狭心症などの心臓病の診断や治療時によく行われる造影検査の際、もともと腎機能が低下している患者さんや、高齢者、糖尿病の患者さんなどではこの造影剤が尿細管の細胞を傷害し、一時的に急性腎不全の状態になることがあります。
主に糸球体が急激に傷害される病気として急性糸球体腎炎や溶血性尿毒症症候群などがあり、やはり急性腎不全の原因となります。
見過ごされやすい原因として、抗生物質や鎮痛剤など、様々な薬剤に対するアレルギーが腎臓に起こる薬剤性急性腎不全の場合があります。
アレルギー反応は主にネフロンや血管の間を埋めている間質という部分に起こることが多く、急性間質性腎炎と呼びます。

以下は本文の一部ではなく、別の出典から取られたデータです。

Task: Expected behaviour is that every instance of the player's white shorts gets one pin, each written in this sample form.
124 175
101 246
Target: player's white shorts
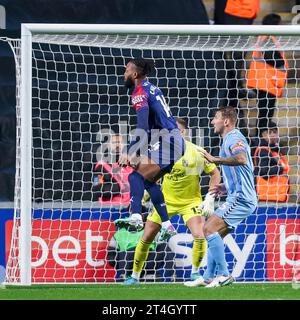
234 211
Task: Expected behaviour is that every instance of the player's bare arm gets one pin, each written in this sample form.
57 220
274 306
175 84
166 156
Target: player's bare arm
215 179
218 190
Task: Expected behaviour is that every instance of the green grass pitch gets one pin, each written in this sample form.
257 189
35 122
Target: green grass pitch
236 291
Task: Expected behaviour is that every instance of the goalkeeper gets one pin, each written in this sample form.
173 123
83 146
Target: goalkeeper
181 189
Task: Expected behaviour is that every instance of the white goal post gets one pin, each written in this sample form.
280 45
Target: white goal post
81 51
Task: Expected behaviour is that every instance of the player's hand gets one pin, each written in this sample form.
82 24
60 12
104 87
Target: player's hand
208 157
208 205
218 190
123 160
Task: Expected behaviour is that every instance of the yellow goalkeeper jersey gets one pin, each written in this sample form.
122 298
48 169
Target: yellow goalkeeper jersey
182 185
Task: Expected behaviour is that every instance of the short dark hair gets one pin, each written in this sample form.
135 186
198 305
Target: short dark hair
145 66
182 122
271 19
228 112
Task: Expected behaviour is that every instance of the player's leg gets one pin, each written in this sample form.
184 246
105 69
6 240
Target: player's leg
142 251
137 187
195 222
152 172
212 229
225 219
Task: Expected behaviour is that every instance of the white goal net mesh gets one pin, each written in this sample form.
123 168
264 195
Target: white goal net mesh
81 111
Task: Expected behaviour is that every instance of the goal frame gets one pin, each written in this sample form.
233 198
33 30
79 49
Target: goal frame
27 31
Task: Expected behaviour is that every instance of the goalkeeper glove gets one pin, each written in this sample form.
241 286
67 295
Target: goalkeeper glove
208 205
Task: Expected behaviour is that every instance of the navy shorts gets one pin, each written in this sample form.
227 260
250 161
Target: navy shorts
167 150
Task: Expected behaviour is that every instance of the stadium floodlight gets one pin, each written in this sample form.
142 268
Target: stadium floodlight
70 89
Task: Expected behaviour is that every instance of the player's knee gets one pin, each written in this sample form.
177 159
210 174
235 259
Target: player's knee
133 177
208 230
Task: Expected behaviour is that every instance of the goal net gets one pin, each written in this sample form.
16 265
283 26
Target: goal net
74 113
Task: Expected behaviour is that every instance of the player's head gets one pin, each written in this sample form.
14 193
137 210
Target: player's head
270 134
224 120
182 126
137 70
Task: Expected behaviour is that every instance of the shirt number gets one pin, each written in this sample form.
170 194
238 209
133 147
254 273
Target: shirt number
164 104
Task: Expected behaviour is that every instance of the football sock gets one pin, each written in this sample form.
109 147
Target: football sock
136 182
157 199
216 247
209 272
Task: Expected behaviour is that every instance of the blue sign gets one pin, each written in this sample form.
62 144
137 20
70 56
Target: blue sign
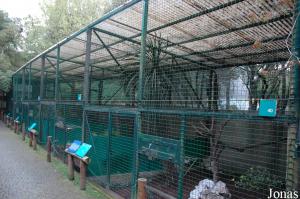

直接ネフロンの働き、すなわち尿を作るのに影響は無いように思われますが、間質に炎症に伴う無数の細胞が集まると、ネフロンや血管が圧迫され、尿を作ることが出来なくなり、急性腎不全の原因となります。
血尿や蛋白尿の出ることも少なく、余程尿の量が減少して、強い浮腫でも現れなければ、体がだるい程度の症状で見過ごされることも多いのです。